Initially I started to put together my own list of different ways to block, move or get rid of huge amounts of worthless text but then I dug a little deeper and realized this particular client's situation wasn't a problem at all.
For one thing the pages in question are buried deep in the SERP’s and only show in the index for this query because they support one instance of the “keyphrase”.
My reply…
The reason the form selection(s) are being indexed in these SERP's is because the form HTML is the only place the "keyphrase" is mentioned on those pages. Google is taking the only text around that “keyphrase” and using it in the SERP. If the "keyphrase" wasn't in that form selection (which is read by Google as text), that page would never even come up for that query.
1. Create content on the page that supports the “keyphrase” and Google will use it instead.

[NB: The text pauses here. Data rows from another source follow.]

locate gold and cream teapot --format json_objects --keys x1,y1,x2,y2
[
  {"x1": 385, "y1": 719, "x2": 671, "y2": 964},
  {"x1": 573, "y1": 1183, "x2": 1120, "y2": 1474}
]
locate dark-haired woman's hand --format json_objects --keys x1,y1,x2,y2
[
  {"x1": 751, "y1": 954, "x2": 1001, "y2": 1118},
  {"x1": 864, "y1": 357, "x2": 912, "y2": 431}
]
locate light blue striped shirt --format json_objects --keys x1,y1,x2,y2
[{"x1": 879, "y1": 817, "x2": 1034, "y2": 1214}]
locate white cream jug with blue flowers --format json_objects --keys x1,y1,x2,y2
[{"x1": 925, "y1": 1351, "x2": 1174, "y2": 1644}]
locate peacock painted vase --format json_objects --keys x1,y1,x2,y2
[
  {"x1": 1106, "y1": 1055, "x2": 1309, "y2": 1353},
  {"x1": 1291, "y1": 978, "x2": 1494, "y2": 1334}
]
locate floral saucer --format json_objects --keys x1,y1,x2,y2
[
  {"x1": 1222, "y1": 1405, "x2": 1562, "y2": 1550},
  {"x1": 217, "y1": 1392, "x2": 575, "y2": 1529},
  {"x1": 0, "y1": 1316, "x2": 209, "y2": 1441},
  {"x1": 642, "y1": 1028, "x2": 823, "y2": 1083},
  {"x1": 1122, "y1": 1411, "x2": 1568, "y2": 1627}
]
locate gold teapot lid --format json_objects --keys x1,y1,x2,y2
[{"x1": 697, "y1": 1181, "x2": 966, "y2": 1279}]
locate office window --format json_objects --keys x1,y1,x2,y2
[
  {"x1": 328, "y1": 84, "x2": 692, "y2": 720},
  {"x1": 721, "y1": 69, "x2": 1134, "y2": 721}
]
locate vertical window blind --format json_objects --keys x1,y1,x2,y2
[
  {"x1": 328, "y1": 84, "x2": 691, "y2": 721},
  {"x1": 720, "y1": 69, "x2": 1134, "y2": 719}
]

2. Change form application to a non-crawled script such as java. Then you can hold the text in a separate file. This option will decrease your indexed page count for that query because the one instance of the word that Google was using for the SERP will now be gone. Unless by chance there is some obscure link out there pointing to the page with “keyphrase” inserted.
3. Not a huge concern. We are more worried about what comes up in the first few pages of the SERP’s… not the last few.
Yahoo has code to stop the indexing of text snippets but Google still does not.
As complicated as stuff can get sometimes, it’s nice to see the simple things come across my desk every once in a while.